“He’s gone.” The words came to my cell phone with a purpose that hit me deep in the throat. It was Thanksgiving and my older brother, the fast talking bodybuilder, the guy with the quick wit, the family man who always laughed, had left us. After contracting the short straw and type I diabetes at age 11, he had beaten the odds every moment. But he couldn’t get past 2020.
They say that siblings are your first friends, your link to the past, and your bridge to the future. While listening to the news of my brother’s death, I was drinking water, drowning in the last words and in the lost moments. I couldn’t find air. I ran away. I couldn’t scream. All humans within earshot were confined to their home by state mandate. There would be no shoulders to cry on and no comforting hugs. There would be no “I’m sorry” and no back rubs. It was a cold turkey duel on Thanksgiving.
Chris had just texted us the day before to tell us that our uncle had died. Uncle Michael was larger than life. He was a cunning mountain man who taught us to water ski and cheat at cards. And in 48 hours, we would lose Uncle Robert to COVID-19.
It was difficult to understand: three family members in four days. It was too much in a year that had already been too much. Six degrees of separation, seven degrees of isolation, 6 feet for 15 minutes in a 24 hour period – our kingdom for a mask.
It was a year in which we stood on the edge of existence and looked into the abyss, each with his own version of the bottomless pit. Death became a hashtag, life became a meme, and surviving became a climax in a cyber broadcast. We all lived under the net and over the rainbow, except for the zooms, the gathering places and the CGI crowds, manifestations of life that we could no longer have.
I found a photo of my brother when he was a little boy in red shorts and suspenders. Another as a smiling teenager in front of a Christmas tree in the back room of the house we left thirty years ago. He poses on a weekend back from college. He leans on his first car in cut-off jeans; his eyes are so clear that they seem to look into eternity.
There is a photo of us sitting in front of pumpkins at a local farm store circa 1970. I remember that day well.

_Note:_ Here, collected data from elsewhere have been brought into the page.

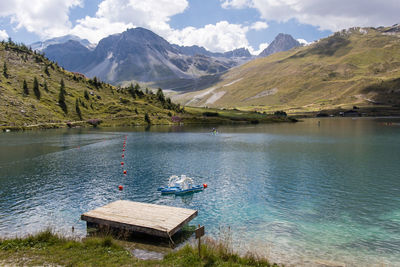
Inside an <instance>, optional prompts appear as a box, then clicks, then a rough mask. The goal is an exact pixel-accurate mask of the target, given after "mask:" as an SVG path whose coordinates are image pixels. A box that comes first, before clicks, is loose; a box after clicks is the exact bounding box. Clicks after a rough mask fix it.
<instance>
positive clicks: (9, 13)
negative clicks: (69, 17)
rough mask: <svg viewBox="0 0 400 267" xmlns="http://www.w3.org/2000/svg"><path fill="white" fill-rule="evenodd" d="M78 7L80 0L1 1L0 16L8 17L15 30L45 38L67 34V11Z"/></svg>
mask: <svg viewBox="0 0 400 267" xmlns="http://www.w3.org/2000/svg"><path fill="white" fill-rule="evenodd" d="M80 5H82V2H81V0H29V1H27V0H1V2H0V16H2V17H10V18H11V22H12V23H13V24H14V25H16V26H15V27H16V29H20V28H25V29H26V30H27V31H29V32H34V33H36V34H38V35H39V36H41V37H42V38H47V37H54V36H60V35H64V34H66V33H68V31H69V30H70V27H71V22H70V21H69V15H68V12H69V9H70V8H72V7H75V6H80Z"/></svg>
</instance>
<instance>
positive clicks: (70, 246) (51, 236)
mask: <svg viewBox="0 0 400 267" xmlns="http://www.w3.org/2000/svg"><path fill="white" fill-rule="evenodd" d="M201 253H202V257H201V258H200V257H199V256H198V251H197V248H193V247H192V246H190V245H186V246H184V247H183V248H181V249H180V250H178V251H173V252H171V253H169V254H167V255H166V256H165V257H164V259H163V260H146V261H144V260H139V259H137V258H135V257H133V256H132V254H131V252H130V251H129V250H127V249H126V248H125V247H123V246H122V245H120V244H119V242H118V241H116V240H114V239H112V238H111V237H103V238H94V237H93V238H86V239H84V240H82V241H76V240H71V239H67V238H64V237H61V236H59V235H56V234H53V233H52V232H51V231H48V230H47V231H44V232H41V233H38V234H36V235H31V236H28V237H25V238H14V239H6V240H0V264H10V265H24V266H32V265H36V266H37V265H61V266H277V265H271V264H270V263H269V262H268V261H267V260H266V259H263V258H260V257H257V256H254V255H252V254H248V255H246V256H245V257H240V256H239V255H238V254H236V253H234V252H233V251H232V250H231V249H229V247H228V246H225V245H224V244H223V243H221V242H216V241H212V240H210V239H207V240H206V242H205V244H204V245H202V248H201Z"/></svg>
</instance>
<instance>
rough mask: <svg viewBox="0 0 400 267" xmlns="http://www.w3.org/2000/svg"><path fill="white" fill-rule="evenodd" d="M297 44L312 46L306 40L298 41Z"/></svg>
mask: <svg viewBox="0 0 400 267" xmlns="http://www.w3.org/2000/svg"><path fill="white" fill-rule="evenodd" d="M297 42H299V43H301V44H302V45H309V44H311V43H310V42H307V41H306V40H304V39H297Z"/></svg>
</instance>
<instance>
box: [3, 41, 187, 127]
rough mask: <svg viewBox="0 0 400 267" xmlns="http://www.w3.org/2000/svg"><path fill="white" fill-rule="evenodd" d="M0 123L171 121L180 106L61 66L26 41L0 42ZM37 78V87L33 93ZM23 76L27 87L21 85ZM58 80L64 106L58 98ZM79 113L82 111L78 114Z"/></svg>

He didn’t want to sit next to me. Typical sibling dispute. My mother asked him to come closer. He said no. He had a jawbreaker stuck in his cheek. I had just finished a cherry that was on all my lips. I was wearing my mustard yellow stirrup pants and my cashmere coat. She was wearing her herringbone sweater. I turned away from him disinterestedly. I was a tough girl. He made me that way. My mother aimed her manual focus Canon camera with the folding fan flash, the shutter broke and the moment froze in time. What I would give to get close to him now, for not having turned around that day, for having taken that space between us in my 8-year-old hands and held onto him forever.

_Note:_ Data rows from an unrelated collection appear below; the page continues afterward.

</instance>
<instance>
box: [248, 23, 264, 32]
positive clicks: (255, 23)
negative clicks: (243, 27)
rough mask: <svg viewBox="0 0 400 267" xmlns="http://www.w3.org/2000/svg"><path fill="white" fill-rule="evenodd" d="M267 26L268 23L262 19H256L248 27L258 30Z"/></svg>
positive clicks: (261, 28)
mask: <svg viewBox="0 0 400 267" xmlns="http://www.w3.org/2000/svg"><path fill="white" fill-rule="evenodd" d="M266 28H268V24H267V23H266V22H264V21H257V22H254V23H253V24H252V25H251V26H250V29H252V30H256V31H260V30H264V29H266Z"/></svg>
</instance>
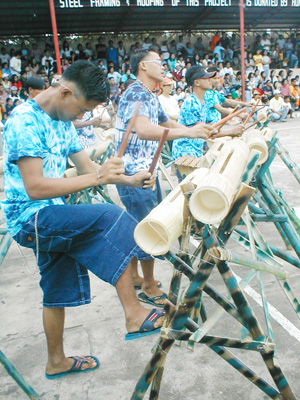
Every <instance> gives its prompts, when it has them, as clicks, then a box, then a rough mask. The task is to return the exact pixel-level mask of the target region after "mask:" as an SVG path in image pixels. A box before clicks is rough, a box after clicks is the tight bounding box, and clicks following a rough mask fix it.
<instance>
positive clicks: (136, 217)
mask: <svg viewBox="0 0 300 400" xmlns="http://www.w3.org/2000/svg"><path fill="white" fill-rule="evenodd" d="M117 189H118V193H119V196H120V199H121V200H122V203H123V204H124V206H125V207H126V210H127V212H129V214H130V215H132V216H133V217H134V218H135V219H136V220H137V221H141V220H142V219H144V218H145V217H146V216H147V215H148V214H149V213H150V211H151V210H152V209H153V208H154V207H156V206H157V205H158V204H159V203H160V202H161V200H162V195H161V189H160V185H159V181H158V179H157V178H156V185H155V190H154V191H153V190H152V188H148V189H143V188H141V187H138V188H133V187H130V186H120V185H117Z"/></svg>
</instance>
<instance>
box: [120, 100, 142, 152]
mask: <svg viewBox="0 0 300 400" xmlns="http://www.w3.org/2000/svg"><path fill="white" fill-rule="evenodd" d="M140 107H141V103H140V102H138V103H137V104H136V106H135V109H134V112H133V115H132V117H131V118H130V120H129V121H128V123H127V127H126V130H125V133H124V136H123V140H122V143H121V145H120V147H119V151H118V157H119V158H122V156H123V154H124V153H125V150H126V147H127V143H128V139H129V136H130V134H131V131H132V129H133V127H134V124H135V121H136V118H137V116H138V113H139V110H140Z"/></svg>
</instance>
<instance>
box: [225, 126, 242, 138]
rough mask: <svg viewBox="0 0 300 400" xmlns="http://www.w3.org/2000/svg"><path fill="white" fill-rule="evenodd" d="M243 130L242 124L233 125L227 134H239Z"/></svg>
mask: <svg viewBox="0 0 300 400" xmlns="http://www.w3.org/2000/svg"><path fill="white" fill-rule="evenodd" d="M243 132H244V127H243V126H242V125H236V126H235V127H231V128H230V130H229V131H228V132H226V133H227V134H228V136H241V135H242V133H243Z"/></svg>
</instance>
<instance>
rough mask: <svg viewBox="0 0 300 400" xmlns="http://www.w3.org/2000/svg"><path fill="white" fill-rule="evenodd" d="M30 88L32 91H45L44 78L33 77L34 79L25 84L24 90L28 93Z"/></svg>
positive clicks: (27, 80)
mask: <svg viewBox="0 0 300 400" xmlns="http://www.w3.org/2000/svg"><path fill="white" fill-rule="evenodd" d="M30 87H31V89H36V90H43V89H45V81H44V79H42V78H37V77H35V76H32V77H30V78H28V79H26V81H25V83H24V88H25V90H26V92H27V93H28V90H29V88H30Z"/></svg>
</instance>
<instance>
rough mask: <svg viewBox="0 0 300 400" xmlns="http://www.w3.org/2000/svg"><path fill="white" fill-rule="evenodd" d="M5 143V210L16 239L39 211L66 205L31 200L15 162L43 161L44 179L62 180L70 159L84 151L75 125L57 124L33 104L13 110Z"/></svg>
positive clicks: (6, 128) (19, 172) (51, 199)
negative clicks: (47, 207)
mask: <svg viewBox="0 0 300 400" xmlns="http://www.w3.org/2000/svg"><path fill="white" fill-rule="evenodd" d="M3 140H4V151H3V162H4V190H5V194H6V199H5V200H4V201H3V202H2V208H3V210H4V213H5V216H6V223H7V228H8V230H9V232H10V233H11V235H12V236H14V235H16V234H17V233H18V232H19V231H20V230H21V228H22V227H23V226H24V225H25V224H26V223H27V221H28V219H29V217H30V216H31V215H33V214H34V213H35V212H36V211H37V210H39V209H41V208H44V207H46V206H50V205H60V204H64V200H63V199H62V198H61V197H58V198H53V199H45V200H36V201H34V200H30V198H29V196H28V194H27V192H26V189H25V186H24V183H23V180H22V178H21V175H20V172H19V169H18V166H17V163H16V162H17V161H18V160H19V159H20V158H22V157H33V158H41V159H42V161H43V176H44V177H47V178H63V176H64V172H65V169H66V165H67V158H68V156H69V155H70V154H73V153H76V152H78V151H81V150H82V147H81V145H80V142H79V138H78V134H77V132H76V129H75V127H74V125H73V124H72V122H63V121H58V120H54V119H53V118H51V117H50V115H48V114H47V113H46V112H45V111H43V110H42V109H41V108H40V107H39V105H38V104H37V103H36V102H35V101H34V100H29V101H27V102H26V103H24V104H21V105H19V106H18V107H16V108H15V109H14V111H13V112H12V114H11V116H10V117H9V119H8V120H7V122H6V124H5V128H4V132H3Z"/></svg>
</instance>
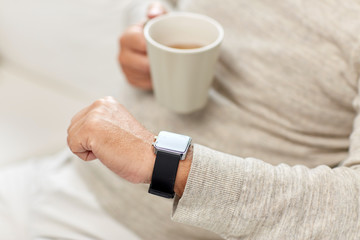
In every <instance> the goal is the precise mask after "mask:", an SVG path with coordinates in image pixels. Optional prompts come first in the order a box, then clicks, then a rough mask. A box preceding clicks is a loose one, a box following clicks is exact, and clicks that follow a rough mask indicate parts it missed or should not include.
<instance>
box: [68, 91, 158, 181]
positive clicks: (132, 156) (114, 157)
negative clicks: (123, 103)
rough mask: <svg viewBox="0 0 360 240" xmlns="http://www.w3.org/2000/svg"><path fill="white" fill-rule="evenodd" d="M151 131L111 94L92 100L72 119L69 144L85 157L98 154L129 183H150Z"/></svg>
mask: <svg viewBox="0 0 360 240" xmlns="http://www.w3.org/2000/svg"><path fill="white" fill-rule="evenodd" d="M153 139H154V134H152V133H151V132H149V131H148V130H147V129H145V128H144V127H143V126H142V125H141V124H140V123H139V122H138V121H137V120H136V119H135V118H134V117H133V116H132V115H131V114H130V113H129V112H128V111H127V110H126V109H125V108H124V107H123V106H122V105H121V104H119V103H118V102H116V101H115V99H114V98H112V97H106V98H103V99H100V100H97V101H95V102H94V103H93V104H92V105H90V106H89V107H87V108H85V109H83V110H81V111H80V112H79V113H77V114H76V115H75V116H74V117H73V119H72V120H71V124H70V126H69V128H68V138H67V141H68V145H69V147H70V149H71V151H72V152H73V153H75V154H76V155H77V156H79V157H80V158H81V159H83V160H85V161H89V160H93V159H96V158H98V159H99V160H100V161H101V162H102V163H103V164H104V165H106V166H107V167H108V168H109V169H110V170H112V171H113V172H115V173H116V174H118V175H119V176H120V177H122V178H124V179H126V180H128V181H130V182H132V183H150V181H151V176H152V170H153V166H154V161H155V156H154V153H153V150H152V147H151V144H152V141H153Z"/></svg>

The trip from Los Angeles to Phoenix for my brother’s “Celebration of Life” was long and lonely. He would be out in the open, masked and around a table of framed pictures. It was the best we could do. At a rest stop somewhere between Indio and Blythe, I screamed into the desert in existential protest at all that I had lost. The place was desolate, save for a large saguaro cactus guarding the picnic area. It was a massive pillared tree. He had seen a lot of weary commuters and truckers. It had survived the roar of the freeway, the fumes, and the dizzyingly hot waterless seasons. His pleated spines and tough skin were a welcome challenge in a world of harsh indifference.
My mother always said that God doesn’t give us more than we can handle, but he was giving me so much at once. As I drove through the dune-backed lunar landscape, my mind returned to simple rooms and soft furnishings, snowmen and seashells, bed bugs and barbecues, stick ball and Halloween, banana seats and minor leagues.
I still have my brother’s number on my cell phone. He is still smiling from his Facebook page. Your big, bold, determined life lives on in a contiguous block of fixed-length virtual memory. Technology is cruel that way: a fake cyber head, a digital ruse. Like the “social” distance that has kept us apart.
There are no repeats forever. There is no stillness after the curtain falls. We don’t have a second chance for a last goodbye. So when this big kidnapping is over, shake hands, hit your fists, and high five. Hug everyone you care about and never let them go. Say ‘I love you’ every waking moment and never allow physical distance to come between you and your family again.